There’s an endearing, old world charm in the young doctor’s outlook to Life and in her attitude towards money.
Think about it. How often do you encounter professionals these days that value your time and who don’t keep you waiting? How likely is it that you will be charged only a fair, reasonable, fee for a professional’s advice or service? Surely, my dentist’s twin principles of patient(customer)-focus and compassion, of striving to not keep a patient waiting and to charge only a reasonable fee, are not just rare, they are perhaps likely to completely fade away from our society soon.
Besides this, there’s an invaluable, spiritual, lesson we can glean from the doctor’s philosophy and work ethic. Getting to that lesson requires that you ask yourself a simple question: What do I want to do with my Life?

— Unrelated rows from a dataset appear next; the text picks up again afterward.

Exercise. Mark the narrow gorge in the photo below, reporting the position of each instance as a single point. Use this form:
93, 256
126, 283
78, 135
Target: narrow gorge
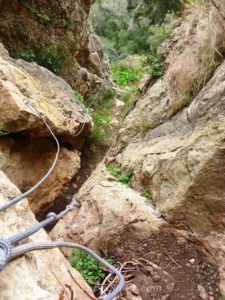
135, 93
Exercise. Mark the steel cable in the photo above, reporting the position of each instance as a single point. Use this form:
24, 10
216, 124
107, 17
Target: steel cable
43, 179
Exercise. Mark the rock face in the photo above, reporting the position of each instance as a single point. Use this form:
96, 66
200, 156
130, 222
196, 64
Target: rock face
56, 29
31, 158
181, 162
27, 157
31, 276
23, 84
109, 211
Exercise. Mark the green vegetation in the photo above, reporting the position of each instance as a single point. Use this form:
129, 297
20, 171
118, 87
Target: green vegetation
129, 97
37, 14
123, 177
3, 133
88, 267
122, 147
133, 26
156, 68
122, 75
147, 194
50, 57
28, 55
78, 96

Let’s understand this better. You have been given this Life – it is a gift, surely, because you never asked to be born; and you have acquired knowledge in your chosen field. So, what do you want to do with this gift and this knowledge? This is the key question. The answer to this question will lead you to the why of your creation, your Purpose. This answer will open the door to your Happiness.

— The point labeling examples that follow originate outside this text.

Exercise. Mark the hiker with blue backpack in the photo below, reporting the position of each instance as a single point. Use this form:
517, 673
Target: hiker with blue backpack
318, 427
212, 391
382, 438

Now, in my dentist’s case, she is a doctor; but you may be a gardener, a cook, a dancer, a lawyer, an entrepreneur, an accountant, an engineer, a musician, a painter – whoever you are – ask yourself, what do you want to do with the gift of your lifetime and with the knowledge, the training, the expertise you have in your chosen field? When you employ this understanding (of what you want to do with your Life) for serving others – than just yourself – you will awaken to living a Life of meaning and Happiness. You will then discover that your Life matters – because you are living it purposefully.
When you look around, you will realize that many people are feeling incomplete and unhappy with their Life. Look closely and you will find that they have perhaps chosen to serve only their interest, where their focus is only on earning a living, on making money, on profiting materially. Surely, they may be wealthy, and very successful in a worldly sense, but chances are, they may be feeling incomplete and unhappy.
Clearly, money can’t make anyone happy. Of course, you know that! Then, isn’t it common sense that we step out of the earning-a-living trap?
The way to do that is to celebrate Life – fully, every single day, and not just on Diwali or on a birthday or on an anniversary! A true, continuous, celebration of Life is the ability to always be happy and content no matter what is happening in your Life, no matter what you have or don’t have. Simply, Happiness is a decision. You are happy the moment you are content with what you have, when you accept what is. You are happy when you serve another, when you are making our world a better place. I am not saying money is not important. All I am saying is that making money is not the Purpose of your creation. Money is a human invention. In the times when money was not an object, people may have well lived simpler lives – they must have celebrated being with each other, serving each other, creating value for each other. Can’t we still live that way, while making just enough money that we need to get through Life and employing the rest of all that comes our way for universal good?
Today’s a great day to reflect on that opportunity, to go beyond the material celebrations that surround you and ask yourself what do you want do to with your limited-period offer: your priceless Life? May your answer guide you to celebrating your Life, your way – continuously, happily!